The key issue, of course, is not that the federal government moved to limit imports of Chinese tires in particular, but what that indicates about the Obama administration's approach to trade policy. Some believe the tariffs are indicative of the administration's willingness to curb the open-trade trend of the past 60 years to mollify domestic interests for the sake of advancing broader objectives. Critics warn that this stance could provoke similar moves by other countries that could cut off vital export markets at a time when U.S. manufacturers and service providers need them most. Already, China has launched efforts to restrict imports of American auto parts and poultry products, goods no doubt selected to get the attention of major U.S. exporting sectors and their representatives in Washington. Other countries are beginning to follow the U.S. lead as well, imposing trade restrictions ranging from traditional measures like anti-dumping duties to more subtle policies like tougher standards.

Upon closer inspection, however, it is not clear the Chinese tire case suggests a policy under which further such actions are likely. The decision to increase duties was not trumpeted at a prime-time press conference but released quietly late on a Friday evening, hardly suggestive of an opening salvo in a broad offensive against open trade. The tariffs themselves were more than a third lower than recommended by the federal agency that conducted the most detailed analysis of the issue. This means the White House's sense of obligation to domestic labor unions was tempered by a desire to ease the burden on tire retailers and consumers who rely heavily on imports from China. Also worth noting is that the decision was not made as part of any comprehensive trade policy, given that the Obama administration is preoccupied with domestic concerns.

Many knowledgeable observers have pointed out that Obama's restrictions on Chinese tires continue a 25-year-old trend in which a new president makes a decision to appear as though he is "getting tough" with America's trading partners. In none of those cases, however, did those steps foreshadow the trade policies those presidents would pursue throughout the rest of their terms, which often focused on continuing to open markets and break down barriers. Obama himself has indicated that he is likely to tread a similar path, repeatedly emphasizing the importance of trade to economic recovery efforts and hinting strongly that he is taking a tough line on enforcement now to ease the way for liberalization efforts down the road.

China appears to have little inclination to escalate the dispute. Chinese officials spoke sharply against the safeguard decision when it was announced, calling it "a grave act of trade protectionism" that violates commitments the U.S. made against such moves earlier this year.
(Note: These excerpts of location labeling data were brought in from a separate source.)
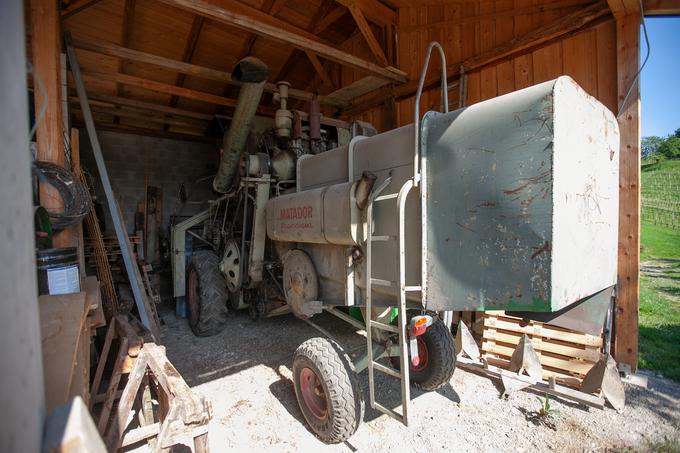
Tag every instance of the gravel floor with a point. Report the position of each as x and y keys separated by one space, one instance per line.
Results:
x=245 y=372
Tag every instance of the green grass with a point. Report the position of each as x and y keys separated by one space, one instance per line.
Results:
x=659 y=243
x=660 y=280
But their direct response was to simply request talks on the matter--a move that hardly suggests a desire for rapid and substantive retaliation. Beijing did announce the initiation of trade remedy cases against U.S. chicken parts and warned of similar action on auto parts. However, observers say the selection of these goods appears calculated more to send a warning to Washington than to inflict immediate pain. As much as the U.S. relies on China economically and financially, Beijing is no less dependent on America as the primary market for its ever-increasing production. So, like the U.S., China has little motivation for a trade war.

In the meantime, however, there could be headaches for importers of a wide range of Chinese-made goods. With Obama having demonstrated his willingness to enforce the Section 421 safeguard under the right circumstances, domestic industries from textiles to steel are actively considering filing petitions of their own to obtain relief from foreign competition. Even if no restrictions are ultimately imposed, the threat of such action and the additional scrutiny the targeted goods will come under during the process could have negative effects.